There are also some credibility gaps that need to be filled, if the show is really going to last. We need to find out why these people would agree to essentially commit suicide in order to become tools-for-rent (which I imagine we will), how any private organization could ever expect to pull off an operation of this size in total secrecy when they're renting their services out to anyone who'll pay (not exactly a top-secret approach, that!), where the ground-breaking technology itself comes from (and I'm hoping that we're not really expected to believe that it's the work of the one annoying hot-shot genius that we've seen so far) and why anyone wealthy enough to afford the Dollhouse's services wouldn't simply hire actual experts instead of "dolled-up" ones.

Those criticisms aside, I actually quite enjoyed a lot of what Dollhouse offered up in its debut. Amy Acker (Fred Burkle/Illyria in Angel, as well as Kelly Payton in Alias) plays Dr Claire Saunders, a scarred woman with what's certainly going to prove to be an interesting backstory. I'll freely cop to being a big fan of the actress, as I think she's lit up the scene every time I've come across her. Rather than trading on her good looks to play the same character each time, Acker has ranged from Southern small-town science nerd (Fred) to cold-blooded killer (Kelly) to other-worldly god-in-human-form (Illyria), and I've bought it each time. I can hardly wait to see what Dr Saunders has in store for us in future episodes.

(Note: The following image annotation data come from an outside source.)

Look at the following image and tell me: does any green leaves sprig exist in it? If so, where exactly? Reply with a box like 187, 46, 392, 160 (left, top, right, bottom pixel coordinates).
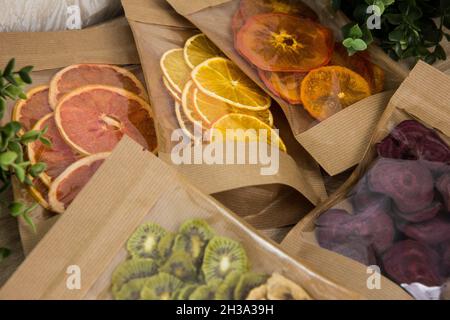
333, 0, 450, 64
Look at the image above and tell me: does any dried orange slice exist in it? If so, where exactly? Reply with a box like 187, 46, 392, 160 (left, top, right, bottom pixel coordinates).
11, 86, 53, 134
239, 0, 319, 20
301, 66, 371, 121
211, 113, 286, 152
330, 43, 384, 93
192, 58, 271, 111
27, 113, 80, 186
181, 80, 203, 125
236, 13, 333, 72
160, 49, 191, 95
194, 88, 273, 127
48, 153, 109, 213
49, 64, 148, 109
258, 69, 307, 104
184, 33, 223, 69
55, 85, 156, 155
162, 76, 181, 102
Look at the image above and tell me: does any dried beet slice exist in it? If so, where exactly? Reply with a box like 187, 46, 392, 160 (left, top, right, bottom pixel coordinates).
436, 172, 450, 213
383, 240, 443, 287
236, 13, 333, 72
48, 153, 109, 213
368, 158, 434, 213
397, 216, 450, 246
393, 201, 443, 223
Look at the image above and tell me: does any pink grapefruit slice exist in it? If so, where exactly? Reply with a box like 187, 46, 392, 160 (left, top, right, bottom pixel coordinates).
48, 153, 109, 213
27, 113, 80, 186
11, 86, 53, 134
49, 64, 148, 109
55, 85, 157, 155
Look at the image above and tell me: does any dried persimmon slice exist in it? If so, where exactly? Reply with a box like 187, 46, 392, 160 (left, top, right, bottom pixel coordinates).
236, 13, 333, 72
301, 66, 371, 121
258, 69, 307, 104
55, 85, 156, 155
49, 64, 148, 109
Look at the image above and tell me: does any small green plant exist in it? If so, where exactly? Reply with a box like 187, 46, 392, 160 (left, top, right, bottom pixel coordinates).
333, 0, 450, 64
0, 59, 51, 250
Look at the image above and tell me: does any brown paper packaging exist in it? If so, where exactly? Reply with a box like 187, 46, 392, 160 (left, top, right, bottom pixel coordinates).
0, 138, 363, 299
0, 17, 143, 254
167, 0, 409, 176
122, 0, 326, 229
282, 62, 450, 299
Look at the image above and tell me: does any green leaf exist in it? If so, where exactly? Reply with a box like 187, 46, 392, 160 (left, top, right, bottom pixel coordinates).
0, 151, 17, 166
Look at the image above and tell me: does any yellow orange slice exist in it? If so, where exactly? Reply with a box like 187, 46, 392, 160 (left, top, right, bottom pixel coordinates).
11, 86, 53, 134
194, 88, 273, 127
48, 153, 109, 213
160, 49, 191, 95
49, 64, 148, 109
211, 113, 286, 152
192, 58, 271, 111
55, 85, 157, 155
184, 33, 222, 69
301, 66, 371, 121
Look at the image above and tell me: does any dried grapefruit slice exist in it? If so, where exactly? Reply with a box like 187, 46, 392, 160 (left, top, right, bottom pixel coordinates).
194, 88, 273, 127
48, 153, 109, 213
160, 49, 192, 95
49, 64, 148, 109
162, 76, 181, 102
55, 85, 157, 155
258, 69, 307, 104
27, 113, 80, 186
184, 33, 223, 69
239, 0, 319, 20
301, 66, 371, 121
11, 86, 53, 134
192, 58, 271, 111
211, 113, 286, 152
236, 13, 333, 72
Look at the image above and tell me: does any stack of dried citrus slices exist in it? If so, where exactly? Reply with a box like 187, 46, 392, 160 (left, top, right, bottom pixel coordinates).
160, 34, 286, 151
12, 64, 156, 213
232, 0, 384, 121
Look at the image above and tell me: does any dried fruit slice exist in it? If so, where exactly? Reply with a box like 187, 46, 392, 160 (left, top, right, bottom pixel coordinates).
160, 49, 191, 95
55, 85, 156, 155
239, 0, 318, 20
49, 64, 148, 109
301, 66, 371, 121
194, 88, 273, 127
184, 33, 223, 69
48, 153, 109, 213
258, 69, 307, 104
11, 86, 53, 134
192, 58, 271, 111
236, 13, 333, 72
27, 113, 80, 187
162, 76, 181, 103
211, 113, 287, 152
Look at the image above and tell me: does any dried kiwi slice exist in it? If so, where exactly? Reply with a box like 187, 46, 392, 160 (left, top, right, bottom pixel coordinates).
113, 278, 149, 300
127, 223, 167, 260
112, 259, 158, 293
202, 237, 248, 282
141, 272, 184, 300
158, 232, 176, 261
189, 285, 217, 300
172, 219, 214, 263
216, 271, 242, 300
234, 272, 269, 300
159, 251, 198, 282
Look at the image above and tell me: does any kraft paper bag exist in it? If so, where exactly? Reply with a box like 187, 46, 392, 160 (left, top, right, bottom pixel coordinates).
282, 62, 450, 299
0, 137, 364, 300
122, 0, 326, 234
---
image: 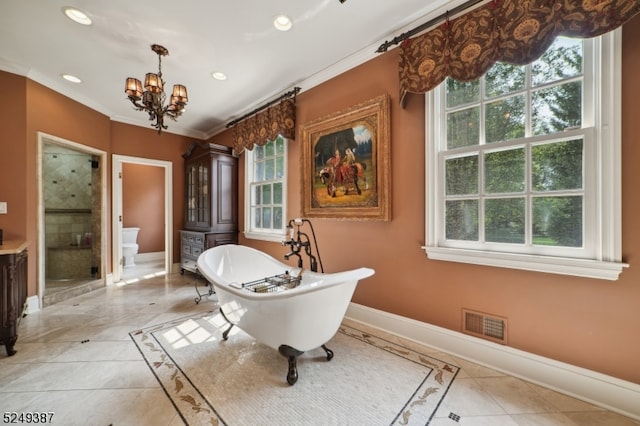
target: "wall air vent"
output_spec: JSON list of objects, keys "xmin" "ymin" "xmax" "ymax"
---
[{"xmin": 462, "ymin": 308, "xmax": 507, "ymax": 345}]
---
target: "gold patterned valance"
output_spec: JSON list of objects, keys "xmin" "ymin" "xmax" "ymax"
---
[
  {"xmin": 400, "ymin": 0, "xmax": 640, "ymax": 102},
  {"xmin": 233, "ymin": 98, "xmax": 296, "ymax": 154}
]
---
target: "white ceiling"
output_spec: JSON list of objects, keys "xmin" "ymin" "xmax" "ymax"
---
[{"xmin": 0, "ymin": 0, "xmax": 463, "ymax": 139}]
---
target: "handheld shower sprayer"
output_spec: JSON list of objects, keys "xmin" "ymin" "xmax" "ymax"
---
[{"xmin": 282, "ymin": 217, "xmax": 324, "ymax": 272}]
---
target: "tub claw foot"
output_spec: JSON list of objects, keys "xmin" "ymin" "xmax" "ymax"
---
[
  {"xmin": 220, "ymin": 308, "xmax": 233, "ymax": 340},
  {"xmin": 322, "ymin": 345, "xmax": 333, "ymax": 361},
  {"xmin": 278, "ymin": 345, "xmax": 304, "ymax": 386}
]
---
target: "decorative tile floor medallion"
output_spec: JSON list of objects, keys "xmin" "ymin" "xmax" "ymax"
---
[{"xmin": 130, "ymin": 311, "xmax": 459, "ymax": 425}]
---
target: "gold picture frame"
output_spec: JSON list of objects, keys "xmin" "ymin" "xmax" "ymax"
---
[{"xmin": 298, "ymin": 94, "xmax": 391, "ymax": 221}]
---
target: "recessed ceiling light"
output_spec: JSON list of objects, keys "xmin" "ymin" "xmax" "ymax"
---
[
  {"xmin": 211, "ymin": 71, "xmax": 227, "ymax": 80},
  {"xmin": 62, "ymin": 74, "xmax": 82, "ymax": 83},
  {"xmin": 273, "ymin": 15, "xmax": 293, "ymax": 31},
  {"xmin": 62, "ymin": 6, "xmax": 91, "ymax": 25}
]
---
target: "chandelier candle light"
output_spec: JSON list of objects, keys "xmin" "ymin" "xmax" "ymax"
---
[{"xmin": 125, "ymin": 44, "xmax": 188, "ymax": 134}]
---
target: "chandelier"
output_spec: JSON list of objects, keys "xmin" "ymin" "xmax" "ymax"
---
[{"xmin": 125, "ymin": 44, "xmax": 188, "ymax": 134}]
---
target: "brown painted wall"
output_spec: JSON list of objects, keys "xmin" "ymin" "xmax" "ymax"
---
[
  {"xmin": 122, "ymin": 163, "xmax": 164, "ymax": 253},
  {"xmin": 0, "ymin": 17, "xmax": 640, "ymax": 383},
  {"xmin": 0, "ymin": 72, "xmax": 27, "ymax": 240},
  {"xmin": 111, "ymin": 122, "xmax": 197, "ymax": 263},
  {"xmin": 21, "ymin": 80, "xmax": 111, "ymax": 295},
  {"xmin": 214, "ymin": 17, "xmax": 640, "ymax": 383},
  {"xmin": 0, "ymin": 76, "xmax": 195, "ymax": 296}
]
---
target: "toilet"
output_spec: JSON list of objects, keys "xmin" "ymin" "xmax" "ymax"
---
[{"xmin": 122, "ymin": 228, "xmax": 140, "ymax": 268}]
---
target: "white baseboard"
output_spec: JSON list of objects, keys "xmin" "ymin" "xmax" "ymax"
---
[
  {"xmin": 24, "ymin": 295, "xmax": 40, "ymax": 315},
  {"xmin": 346, "ymin": 303, "xmax": 640, "ymax": 420},
  {"xmin": 133, "ymin": 251, "xmax": 164, "ymax": 263}
]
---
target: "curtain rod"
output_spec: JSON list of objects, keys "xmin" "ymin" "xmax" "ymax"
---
[
  {"xmin": 376, "ymin": 0, "xmax": 485, "ymax": 53},
  {"xmin": 227, "ymin": 87, "xmax": 300, "ymax": 128}
]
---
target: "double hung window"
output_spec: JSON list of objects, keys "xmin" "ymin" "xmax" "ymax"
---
[
  {"xmin": 426, "ymin": 31, "xmax": 622, "ymax": 279},
  {"xmin": 245, "ymin": 136, "xmax": 287, "ymax": 241}
]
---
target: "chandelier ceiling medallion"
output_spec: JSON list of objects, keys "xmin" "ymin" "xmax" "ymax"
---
[{"xmin": 125, "ymin": 44, "xmax": 188, "ymax": 134}]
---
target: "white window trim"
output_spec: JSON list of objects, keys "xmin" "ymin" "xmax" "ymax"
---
[
  {"xmin": 244, "ymin": 137, "xmax": 289, "ymax": 243},
  {"xmin": 423, "ymin": 29, "xmax": 629, "ymax": 280}
]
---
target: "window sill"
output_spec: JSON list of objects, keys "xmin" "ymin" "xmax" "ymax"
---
[
  {"xmin": 244, "ymin": 231, "xmax": 286, "ymax": 243},
  {"xmin": 422, "ymin": 247, "xmax": 629, "ymax": 281}
]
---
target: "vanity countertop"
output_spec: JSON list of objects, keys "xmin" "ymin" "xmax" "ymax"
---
[{"xmin": 0, "ymin": 240, "xmax": 29, "ymax": 256}]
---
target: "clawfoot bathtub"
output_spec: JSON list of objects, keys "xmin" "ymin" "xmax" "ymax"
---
[{"xmin": 197, "ymin": 244, "xmax": 374, "ymax": 385}]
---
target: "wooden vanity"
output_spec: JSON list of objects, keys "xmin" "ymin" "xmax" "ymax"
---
[{"xmin": 0, "ymin": 240, "xmax": 28, "ymax": 356}]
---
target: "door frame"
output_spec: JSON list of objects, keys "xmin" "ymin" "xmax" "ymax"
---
[
  {"xmin": 111, "ymin": 154, "xmax": 173, "ymax": 283},
  {"xmin": 36, "ymin": 132, "xmax": 108, "ymax": 307}
]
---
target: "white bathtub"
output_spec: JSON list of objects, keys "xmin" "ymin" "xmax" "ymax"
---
[{"xmin": 197, "ymin": 244, "xmax": 374, "ymax": 384}]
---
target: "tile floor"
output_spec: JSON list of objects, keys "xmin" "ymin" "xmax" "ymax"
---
[{"xmin": 0, "ymin": 268, "xmax": 640, "ymax": 426}]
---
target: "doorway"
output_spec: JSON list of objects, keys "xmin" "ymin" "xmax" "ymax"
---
[
  {"xmin": 37, "ymin": 132, "xmax": 107, "ymax": 307},
  {"xmin": 112, "ymin": 155, "xmax": 173, "ymax": 283}
]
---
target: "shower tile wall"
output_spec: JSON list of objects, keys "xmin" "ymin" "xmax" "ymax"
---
[{"xmin": 43, "ymin": 144, "xmax": 93, "ymax": 279}]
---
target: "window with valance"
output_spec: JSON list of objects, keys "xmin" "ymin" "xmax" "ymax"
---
[
  {"xmin": 408, "ymin": 0, "xmax": 640, "ymax": 280},
  {"xmin": 400, "ymin": 0, "xmax": 640, "ymax": 100},
  {"xmin": 233, "ymin": 98, "xmax": 296, "ymax": 154}
]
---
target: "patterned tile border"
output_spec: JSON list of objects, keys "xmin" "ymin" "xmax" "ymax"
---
[{"xmin": 129, "ymin": 312, "xmax": 460, "ymax": 425}]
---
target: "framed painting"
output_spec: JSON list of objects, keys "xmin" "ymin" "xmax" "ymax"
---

I also liked that there's some moral ambiguity in place right from the start. One of the handlers (played by Harry Lennix), for example, is already beginning to question the neutral stance that the organization takes in matters involving innocents in harm's way. That sort of thing may get tiresome quickly, though, if there isn't any evolution. And as I said to my wife at one point, viewed one way the Dollhouse is really nothing more than a high-priced whorehouse. If I'm rich and can therefore rent Eliza Dushku to use as my sex toy before tossing her back, how is that anything other than prostitution? Hopefully the show will deal with that angle before long.

Overall, I'm intrigued enough by what I saw, as well as trusting enough in the Whedon track record, to sign up for more Dollhouse. I think I read that 13 episodes were ordered by Fox, so we'll at least get that much. Whether the show follows in the footsteps of Buffy (7 seasons) and Angel (5 seasons) or goes the way of the late, lamented Firefly (13 episodes) remains to be seen. I think that it needs to step its game some to stick around, but at least it got off to an interesting start.